On 3 June 2024, the EDPS published guidelines on generative Artificial Intelligence and personal data for EU institutions, bodies, offices and agencies (EUIs). When using or developing generative AI tools, the guidelines will help EUIs comply with the data protection obligations set out in Regulation (EU) 2018/1725 on the protection of natural persons with regard to the processing of personal data by the Union institutions, bodies, offices and agencies and on the free movement of such data (EUDPR). The guidelines address the following questions:

• What is generative AI?
• Can generative AI be used by EUIs?
• What is the role of DPOs in the process of developing or deploying a generative AI system?
• Is there a need to conduct a data protection impact assessment (DPIA)?
• What constitutes the lawfulness of processing personal data during the design, development, and validation of generative AI systems and automated decision-making?
• How can the principles of data minimalism, data accuracy, fair processing, data security, information and transparency policies be ensured?
• How can individual rights be exercised in the use of generative AI systems?

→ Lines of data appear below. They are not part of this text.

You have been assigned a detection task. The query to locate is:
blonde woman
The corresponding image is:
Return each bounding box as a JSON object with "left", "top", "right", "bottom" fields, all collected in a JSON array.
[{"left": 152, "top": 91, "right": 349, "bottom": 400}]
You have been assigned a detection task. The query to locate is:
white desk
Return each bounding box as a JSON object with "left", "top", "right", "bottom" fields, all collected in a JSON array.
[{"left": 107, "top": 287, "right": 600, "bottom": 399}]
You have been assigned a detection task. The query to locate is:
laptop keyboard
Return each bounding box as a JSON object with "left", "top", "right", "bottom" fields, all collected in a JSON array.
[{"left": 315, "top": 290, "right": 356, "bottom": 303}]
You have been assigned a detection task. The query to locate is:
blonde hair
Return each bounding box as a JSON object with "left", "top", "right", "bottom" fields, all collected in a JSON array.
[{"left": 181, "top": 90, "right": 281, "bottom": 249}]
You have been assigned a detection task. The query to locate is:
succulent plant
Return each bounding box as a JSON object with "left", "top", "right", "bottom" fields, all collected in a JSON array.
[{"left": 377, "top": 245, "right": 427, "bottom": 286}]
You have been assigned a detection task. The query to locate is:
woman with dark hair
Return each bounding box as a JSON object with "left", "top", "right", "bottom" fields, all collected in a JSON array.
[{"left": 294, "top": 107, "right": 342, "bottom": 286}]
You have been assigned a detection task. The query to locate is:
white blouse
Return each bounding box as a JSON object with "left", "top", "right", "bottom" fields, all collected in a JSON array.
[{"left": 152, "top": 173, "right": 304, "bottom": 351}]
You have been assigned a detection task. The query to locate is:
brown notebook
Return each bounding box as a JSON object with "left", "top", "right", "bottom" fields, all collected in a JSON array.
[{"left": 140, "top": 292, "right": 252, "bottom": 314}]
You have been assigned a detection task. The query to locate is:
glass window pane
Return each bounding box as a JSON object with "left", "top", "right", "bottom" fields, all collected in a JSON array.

Overall, the EDPS does not oppose the use of generative AI technologies by EUIs but emphasises the need to carefully consider when and how generative AI can be used responsibly and beneficially for the public good:

• All stages of the generative AI solution lifecycle should operate in accordance with the applicable legal frameworks, including the GDPR, when the system involves the processing of personal data;
• The development and deployment of a generative AI system should involve all stakeholders throughout its lifecycle;
• Regular, systematic, and continuous monitoring are crucial for the use of generative AI systems;
• Throughout the lifecycle of the generative AI systems, EUIs should carefully assess the accuracy of the data and reconsider the use of such systems if the accuracy cannot be maintained.

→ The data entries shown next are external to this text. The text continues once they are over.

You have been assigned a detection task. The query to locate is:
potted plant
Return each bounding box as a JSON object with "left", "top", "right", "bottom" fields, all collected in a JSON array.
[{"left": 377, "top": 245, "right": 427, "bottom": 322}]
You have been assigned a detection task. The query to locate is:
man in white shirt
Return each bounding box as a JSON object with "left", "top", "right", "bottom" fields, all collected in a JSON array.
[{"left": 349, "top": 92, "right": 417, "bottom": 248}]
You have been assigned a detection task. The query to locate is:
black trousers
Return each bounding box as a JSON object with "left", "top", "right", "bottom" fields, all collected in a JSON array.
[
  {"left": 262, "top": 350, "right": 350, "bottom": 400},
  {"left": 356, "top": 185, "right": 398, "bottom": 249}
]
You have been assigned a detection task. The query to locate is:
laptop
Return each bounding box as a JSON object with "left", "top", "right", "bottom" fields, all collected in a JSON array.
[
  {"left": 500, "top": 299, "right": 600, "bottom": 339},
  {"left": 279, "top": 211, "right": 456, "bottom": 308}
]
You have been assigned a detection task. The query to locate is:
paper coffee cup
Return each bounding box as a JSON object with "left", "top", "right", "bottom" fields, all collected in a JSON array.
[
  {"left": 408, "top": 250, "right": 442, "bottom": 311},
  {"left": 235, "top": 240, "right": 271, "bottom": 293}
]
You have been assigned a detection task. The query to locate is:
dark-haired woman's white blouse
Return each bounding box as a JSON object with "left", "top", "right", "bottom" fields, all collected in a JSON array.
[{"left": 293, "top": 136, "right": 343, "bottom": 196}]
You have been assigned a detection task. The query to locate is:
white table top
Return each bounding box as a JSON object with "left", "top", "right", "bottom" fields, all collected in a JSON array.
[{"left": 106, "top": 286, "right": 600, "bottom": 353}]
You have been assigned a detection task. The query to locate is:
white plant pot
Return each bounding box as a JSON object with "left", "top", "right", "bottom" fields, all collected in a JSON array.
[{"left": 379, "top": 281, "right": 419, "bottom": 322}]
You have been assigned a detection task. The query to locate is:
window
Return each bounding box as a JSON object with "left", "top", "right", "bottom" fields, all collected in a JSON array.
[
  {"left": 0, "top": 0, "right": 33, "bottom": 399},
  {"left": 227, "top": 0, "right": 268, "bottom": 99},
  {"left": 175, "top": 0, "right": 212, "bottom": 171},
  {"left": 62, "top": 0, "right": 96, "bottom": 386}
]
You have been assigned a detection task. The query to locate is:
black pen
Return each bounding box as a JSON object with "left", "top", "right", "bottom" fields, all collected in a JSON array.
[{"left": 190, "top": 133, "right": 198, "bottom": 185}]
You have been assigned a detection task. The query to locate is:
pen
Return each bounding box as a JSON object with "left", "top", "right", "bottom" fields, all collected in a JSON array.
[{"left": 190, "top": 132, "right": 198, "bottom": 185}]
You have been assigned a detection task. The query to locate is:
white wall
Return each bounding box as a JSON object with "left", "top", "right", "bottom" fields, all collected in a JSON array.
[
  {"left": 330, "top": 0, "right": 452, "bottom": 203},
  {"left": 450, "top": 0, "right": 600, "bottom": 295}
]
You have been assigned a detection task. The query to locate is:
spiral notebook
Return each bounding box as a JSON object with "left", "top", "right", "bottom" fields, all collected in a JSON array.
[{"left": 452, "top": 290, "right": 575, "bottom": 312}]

The processing of personal data in the context of generative AI systems requires a solid legal basis in line with the EUDPR. Regular monitoring and the implementation of controls at all stages can help verify that there is no processing of personal data where it is not intended by the model. When using generative AI systems that process personal data, EUIs must provide individuals with all the information required by the EUDPR and GDPR. The information made available to individuals must be updated as necessary to ensure that the data subjects are properly informed and remain in control of their own data. Ultimately, where generative AI systems are to support decision-making processes, EUIs will need to carefully consider whether to deploy them - in respect of both their legality and their potential to produce unfair, unethical, or discriminatory decisions.